The combined company’s management team is expected to draw upon the experienced group of leaders from both companies. The combined company’s name, marketing brands and corporate headquarters location are expected to be determined following the appointment of the CEO for the combined company.
The transaction is expected to close by the end of calendar year 2013, subject to stockholder approval from both companies, the receipt of regulatory approvals and other customary closing conditions.
Under the merger agreement, OfficeMax will have the ability to declare and pay to its common stockholders aggregate cash dividends of up to $131 million ($1.50 per common share) before the closing of the transaction. Payment of dividends would not affect the exchange ratio in the transaction.
In connection with the transaction, BC Partners, Inc. and its affiliates, which hold preferred stock representing approximately 22 percent of Office Depot on an as-converted basis, have agreed to vote in favor of the merger. In addition, BC Partners has agreed that as of the closing, its remaining equity stake will consist of common shares representing an amount no more than 5 percent of the voting capital stock of the combined company as a result of the combination of the redemption of preferred shares, conversion to common shares and open market sales of such common shares and repurchases by Office Depot. Following the closing, BC Partners will have no Board designees or other contractual governance rights related to the combined company.
J. P. Morgan Securities LLC served as exclusive financial advisor to OfficeMax, and provided a fairness opinion to the Board of OfficeMax, and Skadden, Arps, Slate, Meagher & Flom LLP and Dechert LLP acted as legal counsel to OfficeMax.
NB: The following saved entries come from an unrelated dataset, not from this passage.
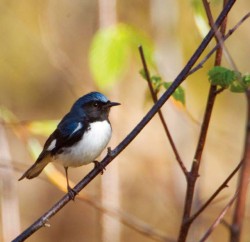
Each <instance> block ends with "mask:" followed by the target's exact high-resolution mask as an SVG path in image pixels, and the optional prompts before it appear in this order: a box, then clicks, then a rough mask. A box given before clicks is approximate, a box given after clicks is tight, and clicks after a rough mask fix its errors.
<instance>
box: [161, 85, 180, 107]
mask: <svg viewBox="0 0 250 242" xmlns="http://www.w3.org/2000/svg"><path fill="white" fill-rule="evenodd" d="M171 85H172V82H164V83H163V86H164V87H165V88H166V89H168V88H169V87H170V86H171ZM172 96H173V98H174V99H175V100H176V101H179V102H181V103H182V104H183V105H185V91H184V89H183V88H182V87H181V86H179V87H177V89H176V90H175V91H174V93H173V95H172Z"/></svg>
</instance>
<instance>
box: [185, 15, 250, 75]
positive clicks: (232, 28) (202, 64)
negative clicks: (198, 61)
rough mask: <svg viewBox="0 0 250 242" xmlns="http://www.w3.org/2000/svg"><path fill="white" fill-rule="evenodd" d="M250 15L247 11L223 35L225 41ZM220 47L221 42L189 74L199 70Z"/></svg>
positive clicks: (191, 70) (243, 22)
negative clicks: (229, 29) (206, 61)
mask: <svg viewBox="0 0 250 242" xmlns="http://www.w3.org/2000/svg"><path fill="white" fill-rule="evenodd" d="M249 17H250V12H249V13H247V14H246V15H245V16H244V17H243V18H242V19H240V21H239V22H238V23H237V24H236V25H235V26H234V27H233V28H231V29H230V30H229V31H228V32H227V34H226V35H225V36H223V37H222V39H223V42H225V40H227V39H228V38H229V37H230V36H231V35H232V34H233V33H234V32H235V31H236V30H237V29H238V28H239V27H240V26H241V24H243V23H244V22H245V21H246V20H247V19H248V18H249ZM219 47H220V43H217V45H216V46H215V47H214V48H213V49H212V50H211V51H210V52H209V53H208V54H207V55H206V56H205V58H204V59H203V60H202V61H201V62H200V63H199V64H198V65H197V66H195V67H194V68H193V69H192V70H190V72H189V73H188V75H191V74H193V73H194V72H196V71H198V70H199V69H201V68H202V67H203V64H204V63H205V62H206V61H207V60H208V59H209V58H210V57H211V55H212V54H213V53H214V52H215V51H216V50H217V49H218V48H219Z"/></svg>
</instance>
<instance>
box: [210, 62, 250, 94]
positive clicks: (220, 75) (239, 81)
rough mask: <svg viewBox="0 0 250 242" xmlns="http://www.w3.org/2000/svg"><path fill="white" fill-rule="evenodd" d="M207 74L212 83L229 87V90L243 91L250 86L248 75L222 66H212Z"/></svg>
mask: <svg viewBox="0 0 250 242" xmlns="http://www.w3.org/2000/svg"><path fill="white" fill-rule="evenodd" d="M208 76H209V81H210V82H211V84H212V85H218V86H220V87H222V88H229V90H230V91H231V92H237V93H240V92H245V91H246V90H247V89H248V88H249V86H250V75H242V73H240V72H238V71H233V70H230V69H227V68H225V67H222V66H214V67H213V68H212V69H211V70H210V71H209V72H208Z"/></svg>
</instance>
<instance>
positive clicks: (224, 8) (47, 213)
mask: <svg viewBox="0 0 250 242" xmlns="http://www.w3.org/2000/svg"><path fill="white" fill-rule="evenodd" d="M235 1H236V0H229V1H228V4H227V5H226V6H225V8H224V9H223V10H222V11H221V13H220V15H219V17H218V18H217V20H216V22H215V24H216V26H220V25H221V24H222V22H223V20H224V19H225V17H226V16H227V14H228V13H229V11H230V10H231V8H232V6H233V5H234V3H235ZM213 37H214V31H213V30H212V29H211V30H210V31H209V32H208V34H207V35H206V37H205V38H204V39H203V41H202V42H201V44H200V45H199V47H198V48H197V50H196V51H195V52H194V54H193V55H192V57H191V58H190V60H189V61H188V63H187V64H186V66H185V67H184V68H183V70H182V71H181V72H180V74H179V75H178V76H177V77H176V79H175V80H174V82H173V84H172V85H171V86H170V87H169V88H168V90H166V91H165V93H164V94H163V95H162V96H161V98H160V99H159V100H158V101H157V103H156V104H154V105H153V107H152V108H151V109H150V110H149V111H148V113H147V114H146V116H145V117H144V118H143V119H142V120H141V121H140V122H139V123H138V124H137V125H136V126H135V128H134V129H133V130H132V131H131V132H130V133H129V134H128V135H127V137H126V138H125V139H124V140H123V141H122V142H121V143H120V144H119V145H118V146H117V147H116V148H115V149H114V150H113V151H111V150H110V152H108V154H107V156H106V157H105V158H104V159H103V160H102V161H101V164H102V167H106V166H107V165H108V164H109V163H110V162H111V161H112V160H113V159H114V158H115V157H117V156H118V155H119V154H120V153H121V152H122V151H123V150H124V149H125V148H126V147H127V146H128V145H129V144H130V143H131V142H132V141H133V140H134V139H135V137H136V136H137V135H138V134H139V133H140V132H141V131H142V129H143V128H144V127H145V126H146V125H147V123H148V122H149V121H150V120H151V119H152V118H153V117H154V115H155V114H156V113H157V112H158V110H159V109H160V108H161V107H162V106H163V104H164V103H165V102H166V101H167V100H168V99H169V97H170V96H171V95H172V94H173V92H174V91H175V89H176V88H177V87H178V86H179V85H180V84H181V83H182V82H183V81H184V80H185V79H186V77H187V76H188V73H189V71H190V70H191V68H192V67H193V66H194V64H195V63H196V61H197V59H198V58H199V57H200V55H201V54H202V53H203V51H204V50H205V48H206V47H207V45H208V44H209V43H210V41H211V39H212V38H213ZM100 172H101V171H100V170H99V169H98V168H95V169H93V170H92V171H90V172H89V173H88V175H87V176H85V177H84V178H83V179H82V180H81V181H80V182H79V183H78V184H77V185H76V186H75V187H74V190H75V191H76V192H77V193H79V192H80V191H81V190H82V189H83V188H84V187H85V186H87V185H88V184H89V183H90V182H91V181H92V180H93V179H94V178H95V177H96V176H97V175H98V174H99V173H100ZM69 201H70V196H69V195H68V194H66V195H65V196H64V197H62V198H61V199H60V200H59V201H58V202H57V203H56V204H55V205H54V206H53V207H52V208H50V209H49V210H48V212H46V213H45V214H44V215H42V216H41V217H40V218H39V219H37V221H35V222H34V223H33V224H32V225H30V226H29V227H28V228H27V229H26V230H25V231H24V232H23V233H21V234H20V235H19V236H18V237H16V238H15V239H14V240H13V242H18V241H24V240H25V239H27V238H28V237H30V236H31V235H32V234H33V233H35V232H36V231H37V230H39V229H40V228H42V227H43V226H44V225H45V224H46V222H47V221H48V220H49V219H50V218H51V217H53V216H54V215H55V214H56V213H57V212H59V211H60V210H61V209H62V208H63V207H64V206H65V205H66V204H67V203H68V202H69Z"/></svg>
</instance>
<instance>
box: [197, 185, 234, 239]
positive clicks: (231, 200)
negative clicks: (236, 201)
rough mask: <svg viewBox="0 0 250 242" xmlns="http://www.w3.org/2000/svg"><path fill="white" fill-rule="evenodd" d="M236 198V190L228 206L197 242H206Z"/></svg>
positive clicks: (220, 222) (215, 219)
mask: <svg viewBox="0 0 250 242" xmlns="http://www.w3.org/2000/svg"><path fill="white" fill-rule="evenodd" d="M237 196H238V190H237V191H236V192H235V194H234V196H233V197H232V198H231V199H230V201H229V202H228V204H227V205H226V206H225V207H224V208H223V210H222V211H221V213H220V214H219V216H218V217H217V218H216V219H215V220H214V222H213V224H212V225H211V226H210V228H209V229H208V230H207V232H206V233H205V234H204V235H203V237H202V238H201V239H200V240H199V242H204V241H205V240H207V238H208V237H209V235H210V234H211V233H212V232H213V231H214V229H215V228H216V227H217V226H218V225H219V224H220V223H221V221H222V219H223V218H224V216H225V215H226V213H227V211H228V209H229V208H230V207H231V206H232V204H233V203H234V201H235V199H236V198H237Z"/></svg>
Peter J. Solomon Company, L.P. and Morgan Stanley & Co. LLC acted as financial advisors and provided fairness opinions to theBoard of Office Depot, and Simpson Thacher & Bartlett LLP acted as legal counsel to Office Depot. Kirkland & Ellis acted as legal counsel to the Board of Office Depot.
In connection with the transaction, Perella Weinberg Partners acted as financial advisors to the Transaction Committee of Office Depot’s Board of Directors and Kirkland & Ellis LLP served as the Committee’s legal advisor.